The Sense Of An Ending lacks emotional juice

Great actors can’t give this adaptation of Julian Barnes’s novel the energy it needs



THE SENSE OF AN ENDING (Ritesh Batra). 109 minutes. Opens Friday (March 17). See Listing. Rating: NNN


Here’s one of those Brit pics that, despite impeccable acting and meticulous production values, can’t get enough emotional drive.

Based on the novel by Julian Barnes, it features Jim Broadbent as grumpy old guy Tony, who runs an antique camera shop and whose life has become rote, interrupted only occasionally by small demands from his ex-wife, Margaret (Harriet Walter), and his pregnant single daughter, Susie (Michelle Dockery). 

But when he gets word that an old school chum has died and left him something in the will, memories come tumbling out. He recalls a long-lost love and is forced to look at his life in a different way.

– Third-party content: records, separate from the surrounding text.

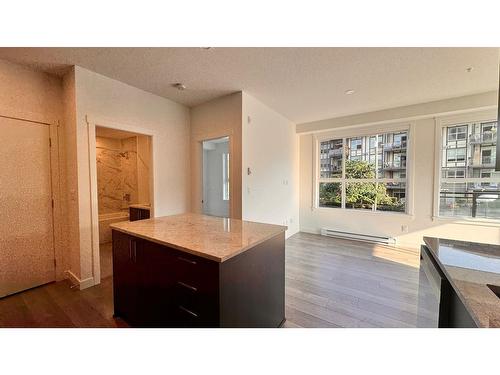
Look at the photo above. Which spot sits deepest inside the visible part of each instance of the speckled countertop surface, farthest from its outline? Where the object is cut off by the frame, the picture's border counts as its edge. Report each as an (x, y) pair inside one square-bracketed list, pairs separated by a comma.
[(469, 266), (210, 237)]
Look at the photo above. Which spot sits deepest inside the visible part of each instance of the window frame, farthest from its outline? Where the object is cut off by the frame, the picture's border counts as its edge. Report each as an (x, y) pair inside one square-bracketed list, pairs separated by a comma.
[(356, 132), (469, 117)]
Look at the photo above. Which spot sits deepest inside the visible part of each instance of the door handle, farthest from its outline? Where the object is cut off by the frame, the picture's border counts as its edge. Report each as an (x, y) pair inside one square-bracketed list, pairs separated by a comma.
[(132, 251), (186, 260)]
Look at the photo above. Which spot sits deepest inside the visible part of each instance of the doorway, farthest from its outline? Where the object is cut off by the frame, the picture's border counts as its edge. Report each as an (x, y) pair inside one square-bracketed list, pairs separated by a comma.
[(27, 257), (216, 179), (123, 171)]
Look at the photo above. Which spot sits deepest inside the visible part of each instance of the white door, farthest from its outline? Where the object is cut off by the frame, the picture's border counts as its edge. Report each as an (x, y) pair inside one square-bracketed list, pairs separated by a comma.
[(216, 177), (26, 222)]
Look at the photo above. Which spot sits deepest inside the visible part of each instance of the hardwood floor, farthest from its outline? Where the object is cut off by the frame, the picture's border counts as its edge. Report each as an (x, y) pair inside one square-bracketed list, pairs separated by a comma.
[(341, 283), (329, 283)]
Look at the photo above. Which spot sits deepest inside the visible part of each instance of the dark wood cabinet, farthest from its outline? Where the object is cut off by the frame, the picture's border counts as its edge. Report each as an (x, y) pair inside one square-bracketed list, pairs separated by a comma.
[(158, 286), (125, 285), (452, 312), (136, 213)]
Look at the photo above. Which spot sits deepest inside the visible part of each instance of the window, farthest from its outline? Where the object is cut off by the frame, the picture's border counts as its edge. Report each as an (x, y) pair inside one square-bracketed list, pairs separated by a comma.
[(365, 173), (468, 185), (225, 176)]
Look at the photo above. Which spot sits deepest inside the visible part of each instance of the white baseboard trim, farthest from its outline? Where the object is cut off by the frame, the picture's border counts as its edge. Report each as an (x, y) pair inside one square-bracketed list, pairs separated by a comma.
[(310, 230), (81, 284)]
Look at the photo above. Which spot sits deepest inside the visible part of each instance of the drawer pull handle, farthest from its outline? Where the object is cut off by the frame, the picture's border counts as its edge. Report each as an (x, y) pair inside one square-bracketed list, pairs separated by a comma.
[(188, 311), (187, 260), (194, 289)]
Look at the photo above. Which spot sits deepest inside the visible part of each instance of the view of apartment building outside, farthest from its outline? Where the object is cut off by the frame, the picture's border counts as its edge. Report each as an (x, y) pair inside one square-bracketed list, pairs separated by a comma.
[(469, 183), (382, 160)]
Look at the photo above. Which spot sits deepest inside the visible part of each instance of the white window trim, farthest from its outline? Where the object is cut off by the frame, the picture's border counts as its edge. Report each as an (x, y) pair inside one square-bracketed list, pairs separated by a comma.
[(360, 132), (440, 123)]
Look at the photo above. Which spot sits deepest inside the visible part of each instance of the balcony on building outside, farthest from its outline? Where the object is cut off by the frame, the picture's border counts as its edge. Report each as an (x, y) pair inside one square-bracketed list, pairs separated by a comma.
[(484, 138), (478, 202), (395, 146), (335, 152), (483, 162), (395, 185)]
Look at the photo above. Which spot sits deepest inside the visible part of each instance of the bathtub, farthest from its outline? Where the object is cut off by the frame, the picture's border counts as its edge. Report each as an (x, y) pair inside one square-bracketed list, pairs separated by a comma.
[(109, 218)]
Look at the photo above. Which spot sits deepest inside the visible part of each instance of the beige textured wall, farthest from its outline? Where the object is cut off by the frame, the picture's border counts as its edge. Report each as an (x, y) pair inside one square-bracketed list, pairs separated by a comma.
[(421, 223), (217, 118), (28, 94), (37, 96)]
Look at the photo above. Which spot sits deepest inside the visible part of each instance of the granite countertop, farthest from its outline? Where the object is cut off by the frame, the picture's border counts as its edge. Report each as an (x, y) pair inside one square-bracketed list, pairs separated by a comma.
[(141, 206), (469, 266), (210, 237)]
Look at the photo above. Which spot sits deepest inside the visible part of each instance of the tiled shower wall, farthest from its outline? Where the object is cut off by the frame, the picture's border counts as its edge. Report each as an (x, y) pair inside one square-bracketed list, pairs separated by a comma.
[(116, 173)]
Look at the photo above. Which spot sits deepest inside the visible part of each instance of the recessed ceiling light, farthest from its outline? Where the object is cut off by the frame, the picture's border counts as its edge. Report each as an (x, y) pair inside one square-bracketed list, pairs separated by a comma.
[(179, 86)]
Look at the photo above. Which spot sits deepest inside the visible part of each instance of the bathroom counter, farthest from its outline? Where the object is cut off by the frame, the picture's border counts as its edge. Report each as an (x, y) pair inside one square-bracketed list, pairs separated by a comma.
[(210, 237)]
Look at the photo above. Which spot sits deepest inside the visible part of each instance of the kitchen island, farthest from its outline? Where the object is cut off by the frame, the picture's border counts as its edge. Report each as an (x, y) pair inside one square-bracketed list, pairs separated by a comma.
[(192, 270), (466, 276)]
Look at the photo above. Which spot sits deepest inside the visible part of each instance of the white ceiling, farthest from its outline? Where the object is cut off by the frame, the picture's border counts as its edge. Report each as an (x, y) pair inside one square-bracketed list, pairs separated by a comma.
[(303, 84)]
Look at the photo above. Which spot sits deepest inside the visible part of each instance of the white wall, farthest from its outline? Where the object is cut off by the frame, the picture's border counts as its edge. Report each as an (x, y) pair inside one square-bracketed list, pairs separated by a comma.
[(100, 97), (215, 119), (419, 224), (271, 151), (213, 204)]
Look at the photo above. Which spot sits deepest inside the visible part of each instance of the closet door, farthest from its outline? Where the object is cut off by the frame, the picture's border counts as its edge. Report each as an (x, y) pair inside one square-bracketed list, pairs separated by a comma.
[(26, 222)]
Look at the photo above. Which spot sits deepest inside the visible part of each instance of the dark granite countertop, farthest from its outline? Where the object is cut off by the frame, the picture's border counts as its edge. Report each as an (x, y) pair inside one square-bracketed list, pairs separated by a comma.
[(470, 266)]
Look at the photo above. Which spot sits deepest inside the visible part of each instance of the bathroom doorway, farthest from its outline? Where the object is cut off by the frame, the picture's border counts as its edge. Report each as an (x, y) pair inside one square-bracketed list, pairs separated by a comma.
[(123, 169), (216, 179)]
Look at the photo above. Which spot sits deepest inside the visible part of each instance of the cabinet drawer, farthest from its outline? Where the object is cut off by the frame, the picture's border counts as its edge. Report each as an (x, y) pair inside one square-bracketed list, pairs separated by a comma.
[(195, 274)]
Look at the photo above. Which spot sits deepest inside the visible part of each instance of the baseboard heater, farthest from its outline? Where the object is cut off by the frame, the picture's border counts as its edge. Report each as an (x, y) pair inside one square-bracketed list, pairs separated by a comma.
[(358, 236)]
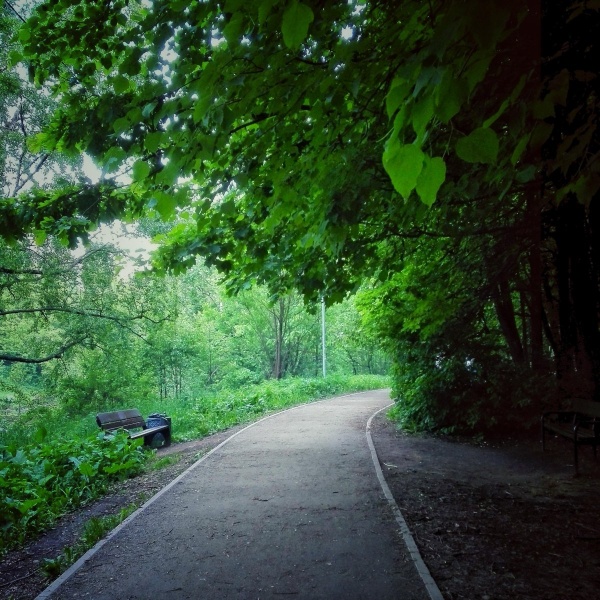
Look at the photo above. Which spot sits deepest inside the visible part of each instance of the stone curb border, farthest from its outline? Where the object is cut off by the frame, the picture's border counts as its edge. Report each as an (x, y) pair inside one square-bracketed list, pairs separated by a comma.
[(432, 588), (53, 587)]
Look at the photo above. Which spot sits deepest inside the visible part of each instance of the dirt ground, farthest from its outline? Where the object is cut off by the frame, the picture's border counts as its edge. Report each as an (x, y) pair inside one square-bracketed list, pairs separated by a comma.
[(492, 521)]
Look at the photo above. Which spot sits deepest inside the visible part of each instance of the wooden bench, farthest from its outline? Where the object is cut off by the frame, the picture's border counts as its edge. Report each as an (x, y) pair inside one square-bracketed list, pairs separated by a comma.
[(156, 432), (580, 424)]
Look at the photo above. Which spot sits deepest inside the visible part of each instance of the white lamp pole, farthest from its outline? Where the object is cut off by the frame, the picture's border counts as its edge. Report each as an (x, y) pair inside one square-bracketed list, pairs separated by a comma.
[(323, 334)]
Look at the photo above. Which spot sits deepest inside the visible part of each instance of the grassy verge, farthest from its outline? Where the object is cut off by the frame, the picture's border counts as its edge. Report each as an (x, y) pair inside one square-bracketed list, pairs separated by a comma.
[(65, 463)]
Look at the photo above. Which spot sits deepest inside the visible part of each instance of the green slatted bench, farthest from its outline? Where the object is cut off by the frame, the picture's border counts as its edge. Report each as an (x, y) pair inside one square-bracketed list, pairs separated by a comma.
[(156, 431), (580, 424)]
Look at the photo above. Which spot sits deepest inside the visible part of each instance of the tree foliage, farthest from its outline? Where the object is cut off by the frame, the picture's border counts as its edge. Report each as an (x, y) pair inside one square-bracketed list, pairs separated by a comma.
[(448, 149)]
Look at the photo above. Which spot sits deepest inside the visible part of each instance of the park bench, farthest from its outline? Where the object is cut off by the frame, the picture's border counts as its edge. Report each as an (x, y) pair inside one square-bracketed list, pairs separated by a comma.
[(580, 424), (156, 430)]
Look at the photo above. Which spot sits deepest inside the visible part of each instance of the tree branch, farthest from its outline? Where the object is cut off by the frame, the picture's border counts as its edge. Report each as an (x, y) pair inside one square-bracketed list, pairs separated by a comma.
[(57, 354)]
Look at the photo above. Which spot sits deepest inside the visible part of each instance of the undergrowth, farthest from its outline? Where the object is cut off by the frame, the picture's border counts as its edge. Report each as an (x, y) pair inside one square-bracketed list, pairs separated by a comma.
[(56, 461)]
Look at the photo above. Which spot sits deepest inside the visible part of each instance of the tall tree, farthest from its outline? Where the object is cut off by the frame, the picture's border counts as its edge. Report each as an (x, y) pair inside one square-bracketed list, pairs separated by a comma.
[(313, 142)]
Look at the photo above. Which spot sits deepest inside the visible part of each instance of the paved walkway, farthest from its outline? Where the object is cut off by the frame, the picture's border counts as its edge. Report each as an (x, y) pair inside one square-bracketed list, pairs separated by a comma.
[(290, 506)]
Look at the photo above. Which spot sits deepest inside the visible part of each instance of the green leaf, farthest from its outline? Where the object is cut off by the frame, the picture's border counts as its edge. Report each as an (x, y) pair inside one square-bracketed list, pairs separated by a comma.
[(421, 114), (153, 140), (431, 178), (121, 125), (141, 170), (232, 32), (519, 149), (396, 96), (480, 146), (120, 84), (296, 19), (403, 164), (165, 204)]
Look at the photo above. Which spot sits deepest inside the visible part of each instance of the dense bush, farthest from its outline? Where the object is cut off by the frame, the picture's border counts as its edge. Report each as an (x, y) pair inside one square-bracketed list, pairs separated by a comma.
[(43, 475), (40, 483)]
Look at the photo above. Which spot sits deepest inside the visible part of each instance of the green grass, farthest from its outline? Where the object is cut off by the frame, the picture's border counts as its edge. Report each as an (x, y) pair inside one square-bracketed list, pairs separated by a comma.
[(57, 461), (93, 531)]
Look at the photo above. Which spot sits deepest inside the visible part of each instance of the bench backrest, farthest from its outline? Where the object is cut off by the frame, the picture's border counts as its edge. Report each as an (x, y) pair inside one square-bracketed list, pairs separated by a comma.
[(126, 419), (586, 407)]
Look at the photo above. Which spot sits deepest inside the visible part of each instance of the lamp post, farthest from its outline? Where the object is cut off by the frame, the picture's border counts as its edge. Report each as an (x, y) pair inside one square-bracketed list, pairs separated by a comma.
[(323, 335)]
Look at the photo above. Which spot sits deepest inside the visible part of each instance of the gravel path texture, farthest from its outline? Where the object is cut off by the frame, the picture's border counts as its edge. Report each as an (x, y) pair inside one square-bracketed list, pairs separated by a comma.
[(290, 506)]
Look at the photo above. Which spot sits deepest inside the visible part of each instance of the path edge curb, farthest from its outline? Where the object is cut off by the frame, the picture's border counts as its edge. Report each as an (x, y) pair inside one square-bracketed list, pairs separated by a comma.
[(430, 585), (56, 584)]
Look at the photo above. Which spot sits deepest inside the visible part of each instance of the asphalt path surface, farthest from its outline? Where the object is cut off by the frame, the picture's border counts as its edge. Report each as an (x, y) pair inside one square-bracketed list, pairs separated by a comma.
[(288, 507)]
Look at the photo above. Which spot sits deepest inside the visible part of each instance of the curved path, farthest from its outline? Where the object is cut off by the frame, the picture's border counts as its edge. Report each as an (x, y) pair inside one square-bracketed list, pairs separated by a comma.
[(290, 506)]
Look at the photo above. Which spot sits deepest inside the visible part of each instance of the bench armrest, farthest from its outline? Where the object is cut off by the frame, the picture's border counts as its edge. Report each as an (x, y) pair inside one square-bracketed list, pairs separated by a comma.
[(558, 413)]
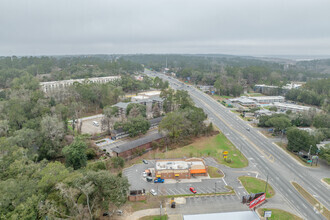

Unlike the book, which is divided into two sections, one unfolding in the present, the other in the past, Nick Payne’s script goes back and forth in time to tease out whatever it is that’s sent Tony into a near tailspin. 

The structure works, but director Ritesh Batra (The Lunchbox) can’t generate much energy. Three times, Tony starts opening that letter from the solicitor only to be interrupted, a strategy that’s simply irritating. And the ending is pat to the point of almost triteness.

The actors, on the other hand, are terrific. Billy Howle effectively combines innocence and longing as the younger Tony, and Broadbent, who has to carry the film, manages to make the curmudgeonly elder turned near stalker sympathetic – though this isn’t the first time we’ve seen him in this kind of role. 

Walter is wonderful as his ex-wife, acidly challenging Tony on his new obsession while plainly still feeling affection for him. And Charlotte Rampling as the ex-lover Tony so desperately wants to connect with is a revelation. She conveys more emotion in silence than other actors can in an extended soliloquy, her gaze penetrating, her impatience palpable.

But while she’s doing a slow burn, the film is just, well, slow.